Adventureland isn’t just a boys’ life. Many scenes incorporate Em’s perspective, and Kristen Stewart (late of Twilight) seems more alive than she did opposite the vampire hunk with the tall forehead. She doesn’t over-diagram Em’s emotions; her murk is vivid. It’s too bad Mottola writes the adult parts so on-the-nose: It’s one thing for Em to describe her stepmother as a “status-obsessed witch,” another to have the actress telegraph that description in every line. And it’s a letdown when the movie doesn’t do more with SNL’s loony minimalists Bill Hader and Kristen Wiig as the park’s owners. (See Wiig in Ghost Town to appreciate how uproarious a teeny-weeniest of inflections can be.)

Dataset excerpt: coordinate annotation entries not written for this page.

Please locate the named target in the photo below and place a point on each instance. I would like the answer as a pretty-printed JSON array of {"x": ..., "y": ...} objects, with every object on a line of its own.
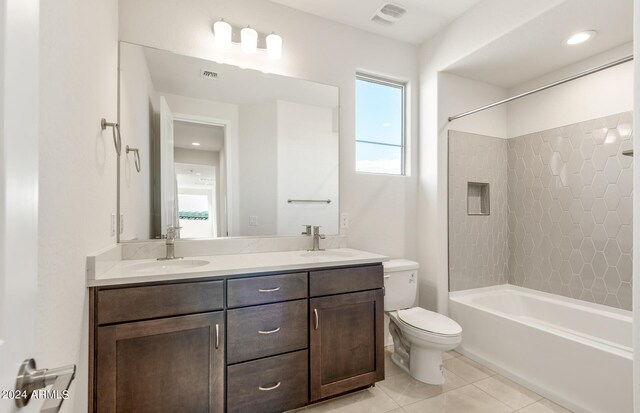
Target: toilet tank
[{"x": 400, "y": 284}]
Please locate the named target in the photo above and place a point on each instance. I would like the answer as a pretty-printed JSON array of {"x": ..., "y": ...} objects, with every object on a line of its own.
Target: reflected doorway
[{"x": 199, "y": 159}]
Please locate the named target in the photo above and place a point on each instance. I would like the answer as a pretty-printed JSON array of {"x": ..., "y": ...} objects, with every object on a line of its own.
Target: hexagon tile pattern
[
  {"x": 478, "y": 250},
  {"x": 569, "y": 211}
]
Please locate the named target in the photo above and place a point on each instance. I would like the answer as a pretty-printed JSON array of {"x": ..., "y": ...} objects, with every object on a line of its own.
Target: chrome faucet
[
  {"x": 317, "y": 236},
  {"x": 171, "y": 237}
]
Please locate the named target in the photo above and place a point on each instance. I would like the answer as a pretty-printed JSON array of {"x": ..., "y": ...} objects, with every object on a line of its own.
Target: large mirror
[{"x": 222, "y": 151}]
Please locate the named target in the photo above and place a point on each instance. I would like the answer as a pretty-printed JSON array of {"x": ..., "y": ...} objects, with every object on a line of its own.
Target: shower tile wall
[
  {"x": 478, "y": 250},
  {"x": 568, "y": 211}
]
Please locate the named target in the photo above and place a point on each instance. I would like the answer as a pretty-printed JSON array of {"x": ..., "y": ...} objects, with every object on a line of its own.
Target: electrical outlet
[{"x": 344, "y": 220}]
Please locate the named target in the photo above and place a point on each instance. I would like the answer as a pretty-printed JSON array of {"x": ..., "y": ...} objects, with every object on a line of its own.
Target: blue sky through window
[{"x": 379, "y": 127}]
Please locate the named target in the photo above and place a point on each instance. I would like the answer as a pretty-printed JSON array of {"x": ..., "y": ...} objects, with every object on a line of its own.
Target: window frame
[{"x": 403, "y": 138}]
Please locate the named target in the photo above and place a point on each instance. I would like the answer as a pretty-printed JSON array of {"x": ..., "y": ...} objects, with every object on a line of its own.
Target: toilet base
[{"x": 422, "y": 362}]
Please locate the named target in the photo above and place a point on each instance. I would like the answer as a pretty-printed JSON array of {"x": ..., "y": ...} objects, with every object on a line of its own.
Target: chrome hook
[
  {"x": 117, "y": 140},
  {"x": 136, "y": 159}
]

But Adventureland hits home—at least my home. Mottola pumps up the soundtrack with music—The Replacements, Hüsker Dü—I listen to when I want that old eighties feeling. I actually have a James-like impulse to blab about my identification with the movie’s needy, overintellectualizing hero: I could feel in my bones his self-disgust as he lay on his bed in his parents’ house, alienated from their values and lifestyle yet comfortable, too. (He doesn’t have to pay rent.) What makes the movie such an unexpectedly potent little number is that Adventureland comes to stand for Stagnationland; the real roller coaster (i.e., life) is just outside the park.